“You stood before me last time and understood it all, and you understand it now.”

“All I understand is that you are mad.”

“Aren’t you tired of it? Here we are face to face; what’s the use of going on keeping up a farce to each other? Are you still trying to throw it all on me, to my face? You murdered him; you are the real murderer, I was only your instrument, your faithful servant, and it was following your words I did it.”

“Did it? Why, did you murder him?” Ivan turned cold.

Something seemed to give way in his brain, and he shuddered all over with a cold shiver. Then Smerdyakov himself looked at him wonderingly; probably the genuineness of Ivan’s horror struck him.

“You don’t mean to say you really did not know?” he faltered mistrustfully, looking with a forced smile into his eyes. Ivan still gazed at him, and seemed unable to speak.

Ach, Vanka’s gone to Petersburg
I won’t wait till he comes back
.

suddenly echoed in his head.

“Do you know, I am afraid that you are a dream, a phantom sitting before me,” he muttered.

“There’s no phantom here, but only us two and one other. No doubt he is here, that third, between us.”
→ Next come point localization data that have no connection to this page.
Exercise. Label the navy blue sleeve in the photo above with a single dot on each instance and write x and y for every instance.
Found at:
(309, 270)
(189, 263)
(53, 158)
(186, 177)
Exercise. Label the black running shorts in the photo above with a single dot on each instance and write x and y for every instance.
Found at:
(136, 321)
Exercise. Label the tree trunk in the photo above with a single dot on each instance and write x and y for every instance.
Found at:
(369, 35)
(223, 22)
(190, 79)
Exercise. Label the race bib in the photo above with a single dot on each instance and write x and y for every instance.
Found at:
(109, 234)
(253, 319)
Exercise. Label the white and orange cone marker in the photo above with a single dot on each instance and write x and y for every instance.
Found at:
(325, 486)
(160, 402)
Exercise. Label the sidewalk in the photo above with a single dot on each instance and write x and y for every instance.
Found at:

“Who is he? Who is here? What third person?” Ivan cried in alarm, looking about him, his eyes hastily searching in every corner.

“That third is God Himself, providence. He is the third beside us now. Only don’t look for him, you won’t find him.”

“It’s a lie that you killed him!” Ivan cried madly. “You are mad, or teasing me again!”

Smerdyakov, as before, watched him curiously, with no sign of fear. He could still scarcely get over his incredulity; he still fancied that Ivan knew everything and was trying to “throw it all on him to his face.”

“Wait a minute,” he said at last in a weak voice, and suddenly bringing up his left leg from under the table, he began turning up his trouser leg. He was wearing long white stockings and slippers. Slowly he took off his garter and fumbled to the bottom of his stocking. Ivan gazed at him, and suddenly shuddered in a paroxysm of terror.

“He’s mad!” he cried, and rapidly jumping up, he drew back, so that he knocked his back against the wall and stood up against it, stiff and straight. He looked with insane terror at Smerdyakov, who, entirely unaffected by his terror, continued fumbling in his stocking, as though he were making an effort to get hold of something with his fingers and pull it out. At last he got hold of it and began pulling it out. Ivan saw that it was a piece of paper, or perhaps a roll of papers. Smerdyakov pulled it out and laid it on the table.

“Here,” he said quietly.

“What is it?” responded Ivan, trembling.

“Kindly look at it,” Smerdyakov answered, still in the same low tone.

Ivan stepped up to the table, took up the roll of paper and began unfolding it, but suddenly he drew back his fingers, as though from contact with a loathsome reptile.